Farbpsychologie |
25.08.2015 15:27 Uhr |
Viagra, das Potenzmittel für den Mann, ist blau. Flibanserin, die Lustpille für die Frau, ist pink. Mit dieser klassischen Farbsymbolik erschöpfen sich aber schon die Gemeinsamkeiten. Viagra verhilft Männern über einen physiologischen Wirkmechanismus zur Erektion – sofern diese Lust verspüren. Flibanserin soll dagegen diese Lust bei Frauen überhaupt erst erzeugen. Und während Viagra im Jahr 1998 recht flott den Zulassungsparcours absolvierte, benötigte Flibanserin dafür drei Anläufe. Vergangene Woche nun ließ die US-Arzneimittelbehörde FDA Flibanserin unter dem Namen Addyi™ zu (lesen Sie dazu Flibanserin: US-Zulassung von »Pink Viagra«).
Für die einen erfolgte damit ein längst überfälliger Schritt im Sinne der Gleichberechtigung. Immerhin gibt es für Männer etliche Mittel, dem Stehvermögen nachzuhelfen. Für die anderen handelt es sich um pure Geldmacherei und das Resultat einer perfiden Marketingstrategie. Abwegig ist dieser Verdacht nicht. Denn die Wirkung von Flibanserin ist gering. In den Zulassungsstudien verhalf der Serotonin-Modulator Frauen zu einem halben bis einem Mal mehr Sex pro Monat. Ob das die Einnahme wert ist, muss jede Anwenderin selbst entscheiden. Die Neben- und Wechselwirkungen sind jedenfalls nicht unerheblich. Der Konsum von Alkohol ist kontraindiziert. Schade eigentlich, denn auch geringe Mengen Alkohol können bekanntlich sexuell anregend wirken. Unter der Kombination drohen jedoch verstärkt unerwünschte Wirkungen wie ein massiver Blutdruckabfall bis hin zur Ohnmacht.

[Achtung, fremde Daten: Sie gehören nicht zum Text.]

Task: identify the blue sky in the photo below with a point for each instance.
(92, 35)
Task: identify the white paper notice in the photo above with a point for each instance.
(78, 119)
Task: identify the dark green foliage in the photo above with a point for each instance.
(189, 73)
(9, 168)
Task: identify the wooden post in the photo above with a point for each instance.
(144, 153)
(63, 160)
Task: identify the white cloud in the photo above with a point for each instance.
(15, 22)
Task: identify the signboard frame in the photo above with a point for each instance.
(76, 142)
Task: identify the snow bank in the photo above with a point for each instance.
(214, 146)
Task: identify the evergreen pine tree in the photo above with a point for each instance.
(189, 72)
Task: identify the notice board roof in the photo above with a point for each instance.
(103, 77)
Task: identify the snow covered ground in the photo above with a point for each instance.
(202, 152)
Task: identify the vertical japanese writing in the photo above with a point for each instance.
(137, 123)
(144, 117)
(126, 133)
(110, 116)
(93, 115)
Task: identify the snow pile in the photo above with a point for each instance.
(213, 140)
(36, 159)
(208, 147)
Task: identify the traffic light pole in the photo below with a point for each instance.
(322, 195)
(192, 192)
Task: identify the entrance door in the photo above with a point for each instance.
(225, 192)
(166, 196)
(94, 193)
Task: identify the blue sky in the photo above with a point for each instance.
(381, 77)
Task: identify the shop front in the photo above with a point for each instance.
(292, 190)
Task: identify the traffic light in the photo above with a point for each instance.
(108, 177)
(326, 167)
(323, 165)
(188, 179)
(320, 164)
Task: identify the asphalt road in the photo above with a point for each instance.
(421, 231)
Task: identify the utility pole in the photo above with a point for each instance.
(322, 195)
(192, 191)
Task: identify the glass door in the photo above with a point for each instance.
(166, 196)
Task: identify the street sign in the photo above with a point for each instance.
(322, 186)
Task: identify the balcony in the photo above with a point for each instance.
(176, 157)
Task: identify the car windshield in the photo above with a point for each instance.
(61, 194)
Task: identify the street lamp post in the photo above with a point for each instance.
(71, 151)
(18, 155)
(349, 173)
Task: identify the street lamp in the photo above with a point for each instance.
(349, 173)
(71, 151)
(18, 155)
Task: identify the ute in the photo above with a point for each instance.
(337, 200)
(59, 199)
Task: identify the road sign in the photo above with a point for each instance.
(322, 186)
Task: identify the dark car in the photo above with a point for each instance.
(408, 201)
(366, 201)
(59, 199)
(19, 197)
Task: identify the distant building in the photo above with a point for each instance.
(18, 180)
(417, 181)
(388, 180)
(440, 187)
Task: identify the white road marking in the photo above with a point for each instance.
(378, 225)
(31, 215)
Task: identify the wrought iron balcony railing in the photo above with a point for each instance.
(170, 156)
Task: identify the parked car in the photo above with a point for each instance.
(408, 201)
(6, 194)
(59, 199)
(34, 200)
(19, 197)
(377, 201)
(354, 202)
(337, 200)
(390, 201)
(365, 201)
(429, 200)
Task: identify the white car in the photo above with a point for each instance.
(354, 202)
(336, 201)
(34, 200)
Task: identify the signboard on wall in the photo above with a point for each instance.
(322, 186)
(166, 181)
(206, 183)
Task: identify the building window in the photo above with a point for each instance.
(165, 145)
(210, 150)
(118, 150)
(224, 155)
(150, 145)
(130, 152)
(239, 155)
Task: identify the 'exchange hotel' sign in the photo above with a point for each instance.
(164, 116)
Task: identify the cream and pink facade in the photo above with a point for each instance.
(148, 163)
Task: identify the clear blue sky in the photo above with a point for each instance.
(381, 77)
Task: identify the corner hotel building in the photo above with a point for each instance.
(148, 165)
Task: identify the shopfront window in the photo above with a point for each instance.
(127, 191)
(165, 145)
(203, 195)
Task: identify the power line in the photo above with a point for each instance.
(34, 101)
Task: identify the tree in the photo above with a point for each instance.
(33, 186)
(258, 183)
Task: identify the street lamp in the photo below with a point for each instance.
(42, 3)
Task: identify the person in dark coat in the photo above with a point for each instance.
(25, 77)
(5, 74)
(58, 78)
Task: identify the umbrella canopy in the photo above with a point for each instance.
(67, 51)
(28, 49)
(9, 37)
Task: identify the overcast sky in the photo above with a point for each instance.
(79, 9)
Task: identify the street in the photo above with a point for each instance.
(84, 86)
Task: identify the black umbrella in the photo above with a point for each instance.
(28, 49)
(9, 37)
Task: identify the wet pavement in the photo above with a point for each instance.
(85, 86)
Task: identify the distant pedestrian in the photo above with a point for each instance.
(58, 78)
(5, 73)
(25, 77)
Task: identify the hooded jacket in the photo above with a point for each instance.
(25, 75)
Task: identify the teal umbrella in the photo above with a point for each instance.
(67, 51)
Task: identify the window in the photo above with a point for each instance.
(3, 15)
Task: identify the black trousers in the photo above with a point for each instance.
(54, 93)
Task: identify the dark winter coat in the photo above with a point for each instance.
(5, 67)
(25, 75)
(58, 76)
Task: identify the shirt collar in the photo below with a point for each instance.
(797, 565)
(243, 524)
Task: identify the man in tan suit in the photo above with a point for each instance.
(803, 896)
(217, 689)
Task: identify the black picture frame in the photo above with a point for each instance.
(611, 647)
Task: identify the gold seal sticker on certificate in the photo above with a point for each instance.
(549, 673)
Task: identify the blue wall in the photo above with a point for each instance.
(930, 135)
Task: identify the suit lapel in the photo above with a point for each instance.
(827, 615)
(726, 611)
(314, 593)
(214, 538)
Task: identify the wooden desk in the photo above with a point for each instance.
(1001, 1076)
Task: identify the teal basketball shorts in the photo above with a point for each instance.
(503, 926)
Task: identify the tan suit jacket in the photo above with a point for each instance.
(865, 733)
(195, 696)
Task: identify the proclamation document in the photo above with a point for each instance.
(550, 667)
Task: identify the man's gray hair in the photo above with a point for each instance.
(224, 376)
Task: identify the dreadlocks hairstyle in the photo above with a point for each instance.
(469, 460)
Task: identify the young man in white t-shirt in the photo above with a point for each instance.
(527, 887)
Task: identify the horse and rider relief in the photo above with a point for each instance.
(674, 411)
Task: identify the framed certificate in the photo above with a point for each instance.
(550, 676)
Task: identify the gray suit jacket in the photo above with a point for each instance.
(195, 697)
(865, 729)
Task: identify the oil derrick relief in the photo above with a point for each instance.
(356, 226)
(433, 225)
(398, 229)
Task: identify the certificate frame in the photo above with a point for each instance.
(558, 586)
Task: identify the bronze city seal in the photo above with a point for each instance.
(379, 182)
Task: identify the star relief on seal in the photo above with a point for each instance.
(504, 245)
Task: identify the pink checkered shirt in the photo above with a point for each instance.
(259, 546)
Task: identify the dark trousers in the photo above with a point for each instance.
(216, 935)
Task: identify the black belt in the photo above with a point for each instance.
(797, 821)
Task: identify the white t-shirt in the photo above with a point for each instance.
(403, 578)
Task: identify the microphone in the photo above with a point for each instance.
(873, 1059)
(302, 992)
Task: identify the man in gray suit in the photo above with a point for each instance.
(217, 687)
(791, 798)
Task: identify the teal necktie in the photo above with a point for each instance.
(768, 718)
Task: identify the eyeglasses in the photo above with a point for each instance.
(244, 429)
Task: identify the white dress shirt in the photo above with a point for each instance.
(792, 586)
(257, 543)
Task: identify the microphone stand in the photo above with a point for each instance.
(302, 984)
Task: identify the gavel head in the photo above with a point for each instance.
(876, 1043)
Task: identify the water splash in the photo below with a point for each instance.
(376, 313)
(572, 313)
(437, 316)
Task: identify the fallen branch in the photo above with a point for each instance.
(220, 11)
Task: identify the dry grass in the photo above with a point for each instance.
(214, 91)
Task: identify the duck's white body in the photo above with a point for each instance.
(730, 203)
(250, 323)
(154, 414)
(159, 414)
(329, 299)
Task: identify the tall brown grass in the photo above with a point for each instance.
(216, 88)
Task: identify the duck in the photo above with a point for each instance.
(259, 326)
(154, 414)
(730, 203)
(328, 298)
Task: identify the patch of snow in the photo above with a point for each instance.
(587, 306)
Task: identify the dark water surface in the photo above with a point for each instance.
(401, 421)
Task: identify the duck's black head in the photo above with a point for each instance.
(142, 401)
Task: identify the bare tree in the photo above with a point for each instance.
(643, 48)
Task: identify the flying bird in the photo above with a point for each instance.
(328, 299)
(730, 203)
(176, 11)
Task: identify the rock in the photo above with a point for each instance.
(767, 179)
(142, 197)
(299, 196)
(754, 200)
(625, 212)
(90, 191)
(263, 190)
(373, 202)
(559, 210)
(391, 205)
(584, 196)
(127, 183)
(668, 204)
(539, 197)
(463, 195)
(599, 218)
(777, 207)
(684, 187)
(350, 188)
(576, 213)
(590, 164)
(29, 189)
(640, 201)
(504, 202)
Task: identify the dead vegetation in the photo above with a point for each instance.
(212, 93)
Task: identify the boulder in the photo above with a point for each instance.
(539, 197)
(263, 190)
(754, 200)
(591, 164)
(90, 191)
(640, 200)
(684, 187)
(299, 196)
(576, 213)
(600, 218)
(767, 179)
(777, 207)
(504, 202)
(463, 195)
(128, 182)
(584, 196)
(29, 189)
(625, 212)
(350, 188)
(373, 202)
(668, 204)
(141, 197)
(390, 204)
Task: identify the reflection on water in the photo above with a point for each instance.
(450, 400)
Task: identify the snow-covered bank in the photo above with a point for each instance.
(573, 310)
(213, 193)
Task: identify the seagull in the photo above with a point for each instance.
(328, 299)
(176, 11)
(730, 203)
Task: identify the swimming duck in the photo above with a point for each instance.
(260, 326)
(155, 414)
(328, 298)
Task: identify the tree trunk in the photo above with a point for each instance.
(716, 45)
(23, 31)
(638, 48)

Zumindest Letztere sollte im Idealfall ursächlich allein der sinnraubenden Männlichkeit des Partners vorbehalten bleiben. Die US-Zulassungsbehörde FDA bemüht sich um Schadensbegrenzung, indem sie deutlich sichtbare Warnhinweise an den Anfang der Fachinformation stellt und die Erlaubnis zur Verordnung beziehungsweise Abgabe des neuen Präparats nur eigens zertifizierten Ärzten und Apothekern erteilt.
Es bleibt abzuwarten, wie sich die europäische Arzneimittelbehörde EMA dieser Problematik stellt. Noch liegt ihr kein Antrag auf Zulassung vor. Befürwortet die Behörde eine Markteinführung, sollte hierzulande aber zumindest die Farbpsychologie konsequenter umgesetzt werden als in Amerika. Denn das Lustempfinden zu steigern verspricht eigentlich nur eine Farbe – leidenschaftliches Rot.